Altra molto miglior che non è il Chianti,

Quella d'essere sempre a te vicino.

E poichè morti questi due saranno,

Colà due nuovi amanti a star verranno.

Là tu sarai la bella castellana,

Tu della selva la fata gentile,

Il cavaliere, il mago, io sono quello;

Sol d'ogni nostra fantasia più strana

Noi prenderemo a viver norma e stile.

E infin che sia l'aurora, o buon camello,

Verran due nuovi amanti nel castello.

Piccioli spiritelli accorti e destri,

Per servirci discreti a cento a cento

Dagli sterpi e dai sassi balzeranno;

Avran bizzarri aspetti e pur maestri

Saran d'ogn'arte e d'ogni accorgimento.

E poichè morti questi due saranno

Colà due nuovi amanti a star verranno.

Gli spirti nani a reggerti il vestito,

Con erte braccia, quando andremo a spasso,

Venti saranno in rosso giubboncello,

Tu al mio posando il tuo braccio tornito,

Sereni andrem con maestoso passo.

E infin che sia l'aurora, o buon camello,

Verran due nuovi amanti nel castello.

L'aure dintorno a gara e vispi augelli

E spirti arcani entro il fogliame bruno

Ed a noi tutte cose onor faranno,

Ma inciampando dei piccioli donzelli

Spesso a gambe levate andrà taluno.

E poichè morti questi due saranno,

Colà due nuovi amanti a star verranno.

Fra i gnomi a miei scudier' torrò i più arditi,

Tu a damigelle tue, le donne loro,

Esse in casa avran cura a questo e a quello,

E i cibi appresteranno, che serviti

Ci saran quindi a mensa in vasi d'oro.

E infin che sia l'aurora, o buon camello,

Verran due nuovi amanti nel castello.

Poi quando lunghe si faran le sere,

Capriole i più lesti e gran scambietti

Nella presenza nostra eseguiranno,

E fra lor motteggiandosi, piacere

Trarrem dai lazzi e dai lor buffi aspetti.
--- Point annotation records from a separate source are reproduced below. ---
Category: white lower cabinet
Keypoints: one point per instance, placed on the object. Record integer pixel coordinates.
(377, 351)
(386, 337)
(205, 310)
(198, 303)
E quando morti questi due saranno,

Colà due nuovi amanti a star verranno.

Oh lascia a noi pensare, o mia dolcezza,

A prenderci bel tempo e a darci spasso!

Voglio che alfin si chiami il nostro ostello

L'ostel d'amore e della giovinezza,

L'ostel d'ogni contento e d'ogni chiasso.

E infin che sia l'aurora, o buon camello,

Verran due nuovi amanti nel castello.

Che s'indi il re, cui non ispiaccion punto

Le vezzose donnette, arriva un tratto,

Te le ancelle in granaio asconderanno,

Io curvo a terra e d'umiltà compunto

Dirò che tu non istai ben gran fatto.

Ma quando morti questi due saranno,

Ma infin che sia l'aurora, o buon camello,

Due nuovi innamorati a star verranno

Giovani e vispi nel gentil castello.